進化をもたらしたものは何か?見事な仕上がりを見せるレクサスのラインナップ

レスサスとしてはモノ作りの重要さと、ブランドコンセプトを次代に繋いでいくために、1989年にデビューした初代レクサス(日本名セルシオ)のレストアを社内で行っている。
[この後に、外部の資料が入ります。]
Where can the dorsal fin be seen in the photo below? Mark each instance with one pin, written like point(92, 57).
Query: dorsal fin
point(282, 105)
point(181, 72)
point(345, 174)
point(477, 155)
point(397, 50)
2020年に導入した新型LS、ISを中心とした レクサスオールラインナップ試乗会が富士スピードウェイ内レクサスカレッジを拠点に行われた。RCやLC、RX、CTに至るまで正にフルラインナップが用意された華やかなテストデーであったが、オクタンとしてはLSとISの正当進化について、それぞれ島崎七生人、松田秀士の二人に評価してもらった。


レクサスLS 島崎七生人の見解
車好きの方を相手に自分の年齢の話をする時に「スバル360と同級生です」などといったりしているが、そういうお年頃で頭もカラダも固くなってきたせいか、レクサスLSというと、いまだ頭の中のユーザー辞書が“セルシオ”を候補の筆頭に出してきて、そうではなく半角英字に切り替え“LS”とタイプして確定する手順を意識的に踏んでいるようなところがある。初代LS=セルシオは、それほど偉大な存在だったという訳だ。メルセデス・ベンツやBMWが初代LSの静粛性や内装のフィニッシュレベルを徹底的に研究したというのは有名な話だが、クラウンを知っていた我々には当たり前のようにも思えた初代セルシオの出来映えは、世界的に見ればインパクトは絶大だったのだ。

デビュー当初は6ライトウインドウのデザインがスポーティな印象を放っていたが、それもだんだん見慣れてきたせいか、フォーマルで落ち着いた雰囲気を醸し出すから不思議だ。

 
レクサスによれば、LSは1989年の米国発売以来、30年以上、90以上の国と地域で累計およそ87万台(2020年10月31日時点)が販売されたという。ご承知のとおり日本市場でレクサス・チャネルのフラッグシップとしてLSが投入されたのは2006年、LS通算4世代目からで、現在のモデルは世代でいうと5世代目にあたり、2017年にフルモデルチェンジを受けた。ここで冒頭の頭の固さの話に戻すと、実は現行LSに最初に乗った時の印象は、とても本音トークではいえない(書けない)くらいだった。

とくに硬めの乗り味とそれを受け止め切れていないボディにはショックを受けたほどだった。前身の2006年に登場した4代目(日本ではLSとして初代)は品のいいスタイルも颯爽とした走りも実に好印象で、その頃といえば自分ではアルファロメオ166に2台乗り継いでいた頃だったが、166とスタイルも身体に染みついた乗り味も重なる……と、密かにそう思えたほどだった。なのに5代目は、いったいどうしたことだろう?と、かなり落胆したことを覚えている。

 
その後、イヤーモデルごとに試乗の機会があり試してきたが、第一印象に対しては「まあ、変わったかな」といったレベルの印象だったように思う。ところが今回の改良モデルは“遂に”というか“やっと”というべきか、期待に違わぬ仕上がりぶりになってきたことが実感できたのである。